What is Functional Strength Training?
Functional strength training is an approach that aims to develop performance in a specific sport, everyday life, or work-related tasks. Such a program consists of movements that closely mimic real-world activities and help trainees build strength, endurance, and power through specific ranges of motion.
A loaded carry like the farmer’s walk is one great movement with an excellent carryover in daily life. The activity strengthens the entire body, improves balance, and develops grip strength, which helps with everyday tasks like carrying groceries.
Functional vs. Regular Strength Training
At first glance, functional and regular strength training appear to be the same because resistance training, in any capacity, carries over to sports and daily life. While there are similarities, the two approaches focus on distinct aspects of fitness, which means you must approach each with the client’s primary goals in mind.
For example, a regular strength training program that aims to build some strength and muscle may include a mix of machine and free-weight movements. The focus would be less on the carryover in other areas and more on the workout goals.
Powerlifters narrow their focus even more by primarily training to increase their strength in three movement patterns: the squat, bench press, and deadlift.
In contrast, functional training is less about the direct workout outcomes and more about how the assigned movements translate to better performance in other areas.
Because of that, workouts typically include fewer machine and isolation exercises and more unilateral work, free weights, and elements of asymmetrical training.
As with regular resistance training, workouts are tailored to unique needs, but more thought is given to developing secondary characteristics to optimize performance in sports, daily life, and work.
Rules for Programming Functional Training Programs
1. Specificity
The principle of specificity states that the body adapts to the type and magnitude of the imposed physical demands. Put another way, athletes will adapt to the specific activities they do.
In the context of functional training, this means assigning exercises that closely match the movement patterns the person performs in their daily life, at work, or in sports.
For example, a climber would benefit from activities that strengthen the upper back, core, shoulders, biceps, and grip. This means focusing on pulling activities that develop grip strength and endurance: pull-ups, dead hangs, rows, and loaded carries.
2. Overload
As with any form of training, progressive overload is critical. The same is true for functional training, even if the primary goal is to improve performance for other things.
Monitor your client’s performance to ensure they gradually improve in the areas that matter most. For example, let’s say you work with someone with a physically demanding job that requires them to lift heavy objects off the floor and overhead.

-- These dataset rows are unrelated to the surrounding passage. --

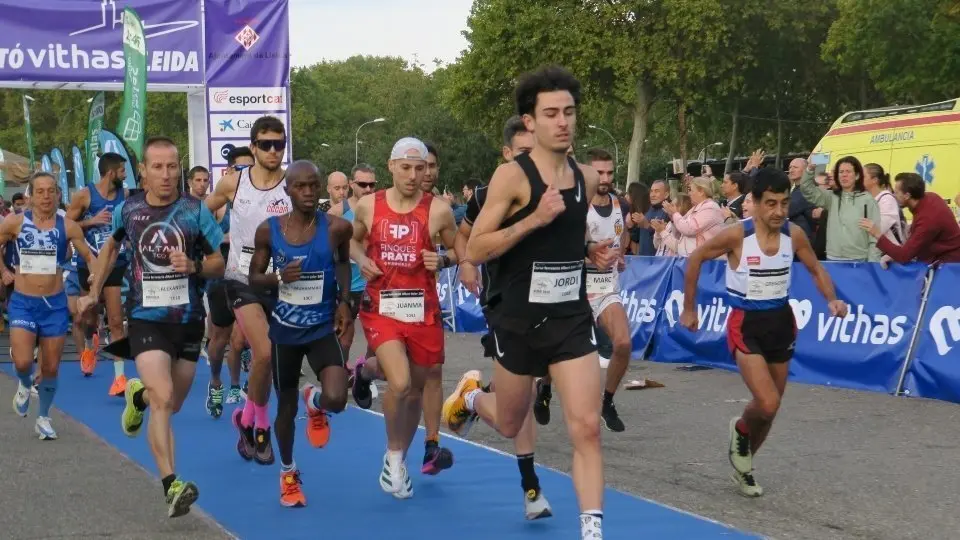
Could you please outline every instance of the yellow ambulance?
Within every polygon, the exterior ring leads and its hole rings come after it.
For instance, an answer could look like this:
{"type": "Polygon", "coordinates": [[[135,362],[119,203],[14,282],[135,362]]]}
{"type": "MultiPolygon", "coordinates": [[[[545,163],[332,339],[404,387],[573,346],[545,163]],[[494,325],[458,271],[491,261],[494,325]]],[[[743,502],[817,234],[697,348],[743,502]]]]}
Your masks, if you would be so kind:
{"type": "Polygon", "coordinates": [[[814,153],[828,168],[851,155],[864,165],[878,163],[891,181],[897,173],[915,172],[952,204],[960,194],[960,98],[846,113],[814,153]]]}

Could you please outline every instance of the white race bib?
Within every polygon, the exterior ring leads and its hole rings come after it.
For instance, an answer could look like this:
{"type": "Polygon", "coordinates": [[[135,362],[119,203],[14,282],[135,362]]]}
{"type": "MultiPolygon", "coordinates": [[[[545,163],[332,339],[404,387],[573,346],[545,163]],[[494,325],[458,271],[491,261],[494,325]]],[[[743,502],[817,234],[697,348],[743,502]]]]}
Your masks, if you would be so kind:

In this case, the program can focus on movements like the deadlift and overhead press, emphasizing proper form and bracing for safety and longevity.
3. Focus on Compound Lifts
Exercise selection is part of the ‘specificity’ rule discussed above, but it deserves its point.
Compound movements should make up most of the training plan because they engage multiple muscle groups, improve balance, develop coordination, and have a much better carry-over to real-world activities.
For example, if a client comes to you with the goal of building strength to more easily handle various tasks in their daily life, you can’t go wrong with squats, deadlifts, shoulder presses, and rows.
FAQ
1. How is traditional strength training different from functional training?
Traditional strength training often aims to build general strength and muscle. In contrast, functional workouts train the body to make it better able to handle everyday tasks, perform better at a physically demanding job, or do better in sports.
2. How to measure the success of a functional strength training program?
The best indicator is improved performance in activities related to the client’s life, work, or sport. Other things to measure include doing increasingly challenging workouts and performing complex movements more smoothly and with better body control.